Doğan Beyin Ardından
Bülent Korkmaz
6 Mayıs Cuma sabahı kaybettiğimiz sevgili Doğan Aydoğanı yaklaşık 20 yıldan beri tanırdım. Doğan Bey sessiz, sakin, kendi halinde, iyi niyetli bir insandı. Kimseyle sesini yükselterek konuştuğu görülmüş şey değildi.
Kündübegi, yani Gündüzbeyi, Gündüzbeylilerin deyimiyle köyü çok severdi. İşi gücü gereği Malatyada bulunmak zorunda kalsa da, baba ocağından, bağdan bahçeden ayrılmazdı. Tayıdı arkadaşlarıyla Derme Suyu manzaralı parklarda, kahvelerde oyun çevirmeden, lafını etmeden merkeze dönmezdi.

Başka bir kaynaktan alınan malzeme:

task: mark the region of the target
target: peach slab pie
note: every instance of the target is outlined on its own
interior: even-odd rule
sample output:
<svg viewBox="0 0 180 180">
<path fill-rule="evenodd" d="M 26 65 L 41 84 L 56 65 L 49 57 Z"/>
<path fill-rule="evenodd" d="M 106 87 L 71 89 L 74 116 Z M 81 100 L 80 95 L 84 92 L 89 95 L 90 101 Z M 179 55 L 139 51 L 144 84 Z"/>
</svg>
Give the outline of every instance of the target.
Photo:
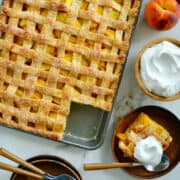
<svg viewBox="0 0 180 180">
<path fill-rule="evenodd" d="M 169 132 L 160 124 L 152 120 L 147 114 L 140 113 L 135 121 L 130 124 L 125 133 L 118 133 L 119 148 L 124 152 L 125 156 L 134 159 L 134 147 L 138 141 L 148 136 L 154 136 L 162 144 L 165 151 L 172 137 Z"/>
<path fill-rule="evenodd" d="M 71 102 L 106 111 L 140 0 L 4 0 L 0 122 L 60 140 Z"/>
</svg>

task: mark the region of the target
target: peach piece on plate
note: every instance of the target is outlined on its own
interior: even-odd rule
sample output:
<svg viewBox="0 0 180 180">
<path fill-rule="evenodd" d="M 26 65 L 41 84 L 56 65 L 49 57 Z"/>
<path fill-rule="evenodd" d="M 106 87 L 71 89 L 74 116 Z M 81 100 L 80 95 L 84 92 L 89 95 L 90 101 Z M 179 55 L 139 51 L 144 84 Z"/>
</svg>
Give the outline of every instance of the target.
<svg viewBox="0 0 180 180">
<path fill-rule="evenodd" d="M 153 29 L 168 30 L 179 20 L 180 4 L 176 0 L 150 0 L 145 6 L 144 17 Z"/>
</svg>

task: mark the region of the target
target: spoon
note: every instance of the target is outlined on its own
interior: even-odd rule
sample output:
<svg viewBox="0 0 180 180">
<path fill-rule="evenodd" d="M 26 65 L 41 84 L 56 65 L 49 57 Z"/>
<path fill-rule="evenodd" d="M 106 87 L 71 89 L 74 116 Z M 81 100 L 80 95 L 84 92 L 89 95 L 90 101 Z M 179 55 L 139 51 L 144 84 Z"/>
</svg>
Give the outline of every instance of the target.
<svg viewBox="0 0 180 180">
<path fill-rule="evenodd" d="M 161 162 L 153 167 L 151 165 L 143 165 L 142 163 L 129 162 L 129 163 L 111 163 L 111 164 L 84 164 L 84 170 L 99 170 L 99 169 L 110 169 L 110 168 L 124 168 L 124 167 L 136 167 L 144 166 L 144 168 L 149 172 L 159 172 L 164 171 L 169 167 L 169 158 L 163 155 Z"/>
<path fill-rule="evenodd" d="M 0 162 L 0 168 L 7 170 L 7 171 L 12 171 L 15 172 L 17 174 L 21 174 L 21 175 L 26 175 L 26 176 L 30 176 L 36 179 L 40 179 L 40 180 L 76 180 L 76 178 L 67 175 L 67 174 L 61 174 L 59 176 L 53 176 L 50 175 L 48 173 L 45 173 L 44 171 L 42 171 L 41 169 L 33 166 L 32 164 L 28 163 L 27 161 L 24 161 L 23 159 L 20 159 L 19 157 L 11 154 L 10 152 L 8 152 L 7 150 L 0 148 L 0 155 L 16 162 L 19 163 L 20 165 L 30 169 L 31 171 L 27 171 L 21 168 L 17 168 L 17 167 L 13 167 L 9 164 L 5 164 Z M 35 173 L 33 173 L 33 172 Z"/>
<path fill-rule="evenodd" d="M 45 174 L 43 180 L 76 180 L 76 179 L 67 174 L 61 174 L 59 176 L 52 176 L 50 174 Z"/>
<path fill-rule="evenodd" d="M 169 165 L 170 165 L 170 162 L 169 162 L 168 156 L 163 155 L 161 158 L 161 162 L 157 166 L 153 167 L 151 165 L 147 165 L 144 167 L 149 172 L 159 172 L 159 171 L 166 170 L 169 167 Z"/>
</svg>

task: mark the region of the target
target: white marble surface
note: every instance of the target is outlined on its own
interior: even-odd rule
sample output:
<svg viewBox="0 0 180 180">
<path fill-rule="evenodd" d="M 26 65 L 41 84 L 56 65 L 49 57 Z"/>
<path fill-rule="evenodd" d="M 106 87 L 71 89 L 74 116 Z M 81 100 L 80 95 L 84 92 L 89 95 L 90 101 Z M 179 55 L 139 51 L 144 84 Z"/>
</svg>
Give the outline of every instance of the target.
<svg viewBox="0 0 180 180">
<path fill-rule="evenodd" d="M 143 1 L 144 3 L 147 1 Z M 26 159 L 37 154 L 52 154 L 65 158 L 70 161 L 80 171 L 84 180 L 133 180 L 134 177 L 129 176 L 120 169 L 103 170 L 103 171 L 83 171 L 83 163 L 94 162 L 113 162 L 111 154 L 111 137 L 112 131 L 119 117 L 130 112 L 132 109 L 143 105 L 160 105 L 174 112 L 180 117 L 180 100 L 173 102 L 158 102 L 150 99 L 141 93 L 137 87 L 134 78 L 134 60 L 139 49 L 149 40 L 157 37 L 175 37 L 180 39 L 180 23 L 173 29 L 166 32 L 157 32 L 150 29 L 143 20 L 143 7 L 137 24 L 135 34 L 132 39 L 132 45 L 128 56 L 128 61 L 121 82 L 120 93 L 117 98 L 113 116 L 106 134 L 105 142 L 101 148 L 93 151 L 79 149 L 73 146 L 53 142 L 40 137 L 35 137 L 22 132 L 0 127 L 0 145 Z M 131 97 L 131 98 L 129 98 Z M 10 163 L 8 160 L 0 157 L 0 161 Z M 169 174 L 157 178 L 158 180 L 177 180 L 180 178 L 180 165 L 176 166 Z M 0 170 L 0 180 L 8 180 L 11 173 Z"/>
</svg>

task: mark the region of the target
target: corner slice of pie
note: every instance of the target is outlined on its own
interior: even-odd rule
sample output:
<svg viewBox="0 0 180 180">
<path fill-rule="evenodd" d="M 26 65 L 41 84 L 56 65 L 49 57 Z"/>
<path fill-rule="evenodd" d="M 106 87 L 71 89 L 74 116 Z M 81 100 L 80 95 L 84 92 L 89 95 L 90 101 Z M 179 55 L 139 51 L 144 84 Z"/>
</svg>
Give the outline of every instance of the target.
<svg viewBox="0 0 180 180">
<path fill-rule="evenodd" d="M 125 156 L 134 159 L 133 154 L 136 143 L 148 136 L 156 137 L 161 143 L 163 151 L 169 147 L 172 141 L 172 137 L 163 126 L 141 112 L 124 133 L 117 134 L 119 148 L 124 152 Z"/>
</svg>

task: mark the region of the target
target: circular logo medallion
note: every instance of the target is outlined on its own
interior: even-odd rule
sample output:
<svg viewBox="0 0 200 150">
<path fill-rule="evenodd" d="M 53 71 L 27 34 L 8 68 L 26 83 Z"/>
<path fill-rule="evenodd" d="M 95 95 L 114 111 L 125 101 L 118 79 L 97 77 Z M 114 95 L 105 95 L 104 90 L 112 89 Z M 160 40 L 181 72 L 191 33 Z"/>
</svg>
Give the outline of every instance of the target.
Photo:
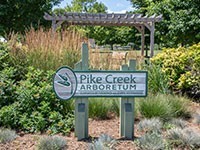
<svg viewBox="0 0 200 150">
<path fill-rule="evenodd" d="M 77 78 L 69 67 L 61 67 L 53 78 L 54 92 L 62 100 L 68 100 L 74 96 L 77 88 Z"/>
</svg>

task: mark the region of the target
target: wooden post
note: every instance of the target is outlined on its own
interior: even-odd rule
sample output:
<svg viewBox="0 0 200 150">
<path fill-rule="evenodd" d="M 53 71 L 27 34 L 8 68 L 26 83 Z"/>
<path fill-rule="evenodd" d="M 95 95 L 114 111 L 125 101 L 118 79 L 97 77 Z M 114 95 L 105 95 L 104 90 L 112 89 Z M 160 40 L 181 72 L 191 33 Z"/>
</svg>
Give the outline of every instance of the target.
<svg viewBox="0 0 200 150">
<path fill-rule="evenodd" d="M 122 65 L 121 70 L 135 70 L 136 61 L 130 60 L 129 66 Z M 120 100 L 120 136 L 134 139 L 134 98 Z"/>
<path fill-rule="evenodd" d="M 76 70 L 88 70 L 88 46 L 82 44 L 82 60 L 75 65 Z M 78 140 L 88 138 L 88 98 L 75 99 L 75 136 Z"/>
<path fill-rule="evenodd" d="M 128 65 L 122 65 L 121 70 L 128 70 Z M 127 98 L 120 98 L 120 136 L 125 136 L 125 103 Z"/>
<path fill-rule="evenodd" d="M 141 26 L 141 56 L 144 56 L 145 27 Z"/>
<path fill-rule="evenodd" d="M 56 32 L 56 28 L 57 28 L 56 20 L 54 20 L 54 19 L 52 20 L 51 27 L 52 27 L 52 31 L 53 31 L 53 33 Z"/>
<path fill-rule="evenodd" d="M 150 35 L 150 57 L 154 55 L 154 32 L 155 32 L 155 23 L 152 22 L 151 24 L 151 35 Z"/>
</svg>

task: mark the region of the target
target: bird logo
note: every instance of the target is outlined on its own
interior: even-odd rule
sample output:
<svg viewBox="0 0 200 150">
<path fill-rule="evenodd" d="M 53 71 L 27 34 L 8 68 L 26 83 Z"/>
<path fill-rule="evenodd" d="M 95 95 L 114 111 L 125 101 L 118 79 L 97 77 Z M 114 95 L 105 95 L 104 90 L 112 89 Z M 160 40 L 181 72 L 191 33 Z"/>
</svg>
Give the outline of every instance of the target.
<svg viewBox="0 0 200 150">
<path fill-rule="evenodd" d="M 68 82 L 68 78 L 66 76 L 63 76 L 61 74 L 58 74 L 59 77 L 62 79 L 62 81 L 58 81 L 58 83 L 64 85 L 64 86 L 70 86 L 71 84 Z"/>
</svg>

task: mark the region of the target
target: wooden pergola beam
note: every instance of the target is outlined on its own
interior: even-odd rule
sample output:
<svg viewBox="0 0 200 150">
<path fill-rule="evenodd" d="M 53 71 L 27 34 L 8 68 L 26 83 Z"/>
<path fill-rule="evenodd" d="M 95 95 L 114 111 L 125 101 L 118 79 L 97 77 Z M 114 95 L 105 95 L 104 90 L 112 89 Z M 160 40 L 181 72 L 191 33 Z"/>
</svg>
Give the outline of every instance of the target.
<svg viewBox="0 0 200 150">
<path fill-rule="evenodd" d="M 88 26 L 129 26 L 135 27 L 141 33 L 141 55 L 144 56 L 145 27 L 150 31 L 150 57 L 154 55 L 155 23 L 162 20 L 162 15 L 155 14 L 148 17 L 141 14 L 106 14 L 106 13 L 64 13 L 63 15 L 49 15 L 45 13 L 44 19 L 52 21 L 55 31 L 62 23 L 68 25 Z"/>
<path fill-rule="evenodd" d="M 92 17 L 91 17 L 92 16 Z M 142 17 L 141 14 L 86 14 L 86 13 L 65 13 L 64 15 L 49 15 L 45 14 L 44 18 L 46 20 L 56 20 L 56 21 L 67 21 L 67 22 L 94 22 L 98 20 L 99 22 L 111 21 L 111 22 L 128 22 L 128 23 L 150 23 L 150 22 L 159 22 L 162 19 L 162 16 L 151 16 Z M 117 22 L 117 23 L 118 23 Z M 116 23 L 116 24 L 117 24 Z M 89 25 L 89 24 L 88 24 Z"/>
</svg>

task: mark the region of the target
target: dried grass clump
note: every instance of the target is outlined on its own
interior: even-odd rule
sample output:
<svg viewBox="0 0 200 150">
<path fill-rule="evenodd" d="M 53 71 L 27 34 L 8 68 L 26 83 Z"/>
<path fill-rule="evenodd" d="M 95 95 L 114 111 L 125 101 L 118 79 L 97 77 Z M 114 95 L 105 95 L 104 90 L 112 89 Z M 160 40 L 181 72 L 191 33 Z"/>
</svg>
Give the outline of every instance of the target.
<svg viewBox="0 0 200 150">
<path fill-rule="evenodd" d="M 90 67 L 96 70 L 119 70 L 121 65 L 128 64 L 130 59 L 137 61 L 137 68 L 143 62 L 136 51 L 111 51 L 90 49 Z"/>
<path fill-rule="evenodd" d="M 51 30 L 30 30 L 25 35 L 26 55 L 30 64 L 44 70 L 57 69 L 62 65 L 74 67 L 80 60 L 83 39 L 81 34 L 62 31 L 62 35 Z"/>
<path fill-rule="evenodd" d="M 75 30 L 61 33 L 52 30 L 31 29 L 24 36 L 11 34 L 8 45 L 14 57 L 25 58 L 30 66 L 55 70 L 60 66 L 74 67 L 80 60 L 83 36 Z"/>
</svg>

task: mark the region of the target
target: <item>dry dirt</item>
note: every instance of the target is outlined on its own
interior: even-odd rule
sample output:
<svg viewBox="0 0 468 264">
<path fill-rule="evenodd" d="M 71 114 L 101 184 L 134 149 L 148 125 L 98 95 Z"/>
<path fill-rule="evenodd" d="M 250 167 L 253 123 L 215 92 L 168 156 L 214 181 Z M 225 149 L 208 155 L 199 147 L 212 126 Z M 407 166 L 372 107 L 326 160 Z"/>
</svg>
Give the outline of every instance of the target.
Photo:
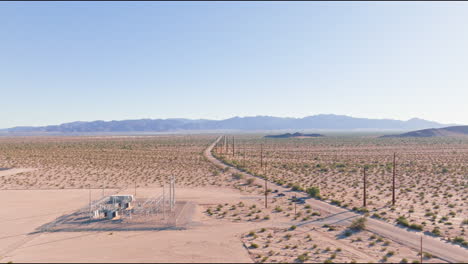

Doğan Beyin bir sevdası daha vardı: Malatyaspor...
Sevgisine amatör bir sevgi diyebilirsiniz. Sayın Nurettin Soykanın ekibinde yöneticilik yaptığını anımsıyorum. Başka dönemler yöneticilik teklifi almış ve kabul etmemiş olması da kuvvetle ihtimal. Ama onun sevgisi öyle yönetim kurulu üyeliği şeklinde tezahür eden bir sevgi değildi. Sadece severdi.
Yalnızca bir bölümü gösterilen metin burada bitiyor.